Although there was significant pushback, the revised EEO-1 requirements were adopted and were set to become effective on March 31, 2018. But the Trump Administration intervened through the Office of Management and Budget, staying implementation of the revised EEO-1 on the basis that the data collected would be of limited utility, would be over burdensome to collect, and would invade people’s privacy.
The National Women’s Law Center and the Labor Council for Latin American Advancement filed a lawsuit challenging the OMB’s stay of revised EEO-1, and on March 4 of this year, a district judge in Washington, D.C. ruled that the OMB acted arbitrarily and capriciously in the way it handled the stay. This ruling thus effectively reinstates the EEO-1 pay data requirements.
The problem, however, is that the EEOC was not prepared for such a ruling to be issued 12 weeks before an already extended May 31, 2019 filing deadline for 2018 data. Many employers have already prepared their 2018 data, and the EEOC’s reporting portal is not currently set up to collect pay data. Although the federal court recently required the EEOC to state its position on collecting pay data for the 2018 filing year by April 3, 2019, it is unclear whether the EEOC will forego pay data for 2018 given the short remaining filing window, or will require employers to provide pay data (possibly by further extending the filing deadline). It is also likely that the Trump Administration will appeal the federal court decision.

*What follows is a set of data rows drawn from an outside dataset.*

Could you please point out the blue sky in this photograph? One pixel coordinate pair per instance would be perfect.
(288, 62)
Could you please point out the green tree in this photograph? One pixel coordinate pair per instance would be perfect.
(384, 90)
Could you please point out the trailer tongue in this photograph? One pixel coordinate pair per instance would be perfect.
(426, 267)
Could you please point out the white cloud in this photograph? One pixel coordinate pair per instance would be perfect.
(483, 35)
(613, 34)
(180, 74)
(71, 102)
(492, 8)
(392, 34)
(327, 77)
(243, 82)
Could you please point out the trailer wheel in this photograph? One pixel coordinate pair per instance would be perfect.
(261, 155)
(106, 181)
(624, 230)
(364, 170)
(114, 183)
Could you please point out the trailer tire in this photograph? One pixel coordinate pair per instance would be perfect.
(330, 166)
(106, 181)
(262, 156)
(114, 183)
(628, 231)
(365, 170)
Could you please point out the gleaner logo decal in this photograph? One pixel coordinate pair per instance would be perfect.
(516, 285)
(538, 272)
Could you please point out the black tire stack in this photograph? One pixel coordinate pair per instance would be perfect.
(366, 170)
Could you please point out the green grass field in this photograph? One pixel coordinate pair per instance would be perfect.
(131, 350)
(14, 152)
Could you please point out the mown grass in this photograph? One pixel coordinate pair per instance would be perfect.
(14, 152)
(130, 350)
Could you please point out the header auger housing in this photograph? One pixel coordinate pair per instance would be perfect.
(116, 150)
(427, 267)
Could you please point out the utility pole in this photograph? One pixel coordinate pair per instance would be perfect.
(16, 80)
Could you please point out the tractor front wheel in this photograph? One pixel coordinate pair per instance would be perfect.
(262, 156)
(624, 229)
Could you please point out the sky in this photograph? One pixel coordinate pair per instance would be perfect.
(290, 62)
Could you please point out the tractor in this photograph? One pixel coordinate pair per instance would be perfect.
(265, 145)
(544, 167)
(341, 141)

As an employer, what can or should you do? There are really two options: 1) take a “wait and see” approach and prepare the 2018 data without pay information; or 2) be proactive and begin collecting the pay data along with the other EEO-1 requirements. Although it is possible that the EEOC will forego the pay data requirements for the 2018 reporting year or that an appeal would forestall any pay data reporting requirement for 2018, there is a reasonable chance that pay data will be required for 2018. Thus it will be beneficial for employers to begin collecting this data as soon as possible to avoid a rush that would occur if an employer takes a “wait and see” approach then has to file at the last minute, particularly if the EEOC requires pay data but does not extend the filing deadline.

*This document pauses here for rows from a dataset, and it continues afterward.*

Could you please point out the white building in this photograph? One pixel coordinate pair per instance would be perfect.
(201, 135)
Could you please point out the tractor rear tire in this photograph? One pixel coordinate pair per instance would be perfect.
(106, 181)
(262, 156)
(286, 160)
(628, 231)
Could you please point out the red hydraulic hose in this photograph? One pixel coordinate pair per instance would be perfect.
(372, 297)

The proactive approach also offers additional benefits. First, this would allow employers an opportunity to develop and hone pay data collection processes that may be used in later reporting years in the event the district court decision is upheld on appeal. Second, being proactive now will give employers insights into any potential real or perceived pay disparities that may exist (regardless of whether the EEO-1 pay data requirement is upheld). As evidenced by the lawsuit challenging the OMB’s stay, several advocacy groups believe in the validity of W-2 wage information as a marker of pay disparities. It is likely that similar type arguments will be made in court or before the EEOC. Although they may not gain traction, it would be of value for employers to at least have some idea of whether W-2 pay data gives the appearance of a pay disparity and, if so, to take the time to identify the reasons why that appearance is not correct. Or, alternatively, if a real pay disparity is identified, the employer could take action to equalize the pay.
The Bottom Line for Employers:
Large employers should monitor the forthcoming decisions from the EEOC (and possibly the court of appeals) as to whether and when 2018 pay data must be produced to the government. In the meantime, large employers must decide whether to begin collecting and processing data. Of course, this proactive approach takes time and money to collect and analyze pay data and may, ultimately, prove unnecessary. There is certainly an appeal to the wait and see approach for that very reason—it requires no additional effort beyond what will definitely be required. Ultimately, each employer will have to decide the best approach for its unique circumstances, and should consult with legal counsel if there are any questions.